MS Sreedhar, MD & CEO, Royal Sundaram General Insurance: The Insurance sector will gain from the increased economic activities and greater ease of doing business. At the same time, announcements such as vehicle replacement policy, digital public infrastructure for agriculture, a higher rebate on personal income tax and a more significant focus on public health will also substantially impact the non-life insurance sector. Being now the most populous country in the world, India has built a robust foundation consisting of demographic dividend, economic stability, tamed inflation, improved incomes, phygital distribution network and above all, better awareness towards insurance. The success of health insurance in the past decade – backed by strong government resolve to offer low-cost access has set the right context for the sector. We believe the industry has just scratched the surface and will ride on a high degree of customisation and product innovation in the coming years.
Srikanth Kandikonda, Chief Financial Officer, ManipalCigna Health Insurance: The new reforms proposed are expected to increase the disposable income in the pockets of the working class, which will result in higher savings, spending and investments. Had the government considered reducing the GST rate on health insurance premiums and increasing the limit of tax deduction for health insurance under section 80D, these initiatives would have further helped millions of people access quality healthcare at an affordable cost.
Devesh Srivastava, CMD, General Insurance Corporation of India (GIC Re):
FM has delivered a holistic and futuristic Budget ensuring the strengthening of our Economy.
The new agriculture accelerator fund will not only motivate our young entrepreneurs in rural areas towards agri startups but also benefit the farmer by providing innovative and affordable solutions for the challenges faced by them. The massive capital expenditure planned will give a boost to the reinsurance sector.

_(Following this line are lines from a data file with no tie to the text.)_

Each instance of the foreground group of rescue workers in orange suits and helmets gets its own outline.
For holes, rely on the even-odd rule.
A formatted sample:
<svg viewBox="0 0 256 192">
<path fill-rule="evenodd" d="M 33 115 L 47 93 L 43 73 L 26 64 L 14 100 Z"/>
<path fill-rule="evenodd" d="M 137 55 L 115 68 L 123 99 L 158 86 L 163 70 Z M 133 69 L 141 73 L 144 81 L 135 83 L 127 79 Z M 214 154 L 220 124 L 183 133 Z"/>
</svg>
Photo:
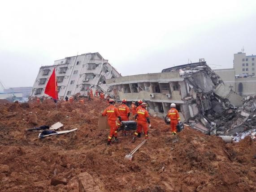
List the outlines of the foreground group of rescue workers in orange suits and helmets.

Praveen Vashishta, Chairman, Howden Insurance Brokers India: To me, this is overall a win-win budget. We would have liked to see a few strategic announcements in the insurance sector- such as an increase in FDI to 100%, a reduction in the tax rate for foreign reinsurance branches, and the introduction of captives. We were also expecting some tax concessions such as a reduction of the GST rate on health and life insurance from 18% to 5%, creating a separate section for life insurance premium exemptions instead of including it in an already crowded 80C and an increase in the maximum deduction for tax benefits from health insurance premiums from Rs 50,000 to Rs 1 lakh under 80 D. With a forward-looking government, I am sanguine that we will see more of these areas in the time to come.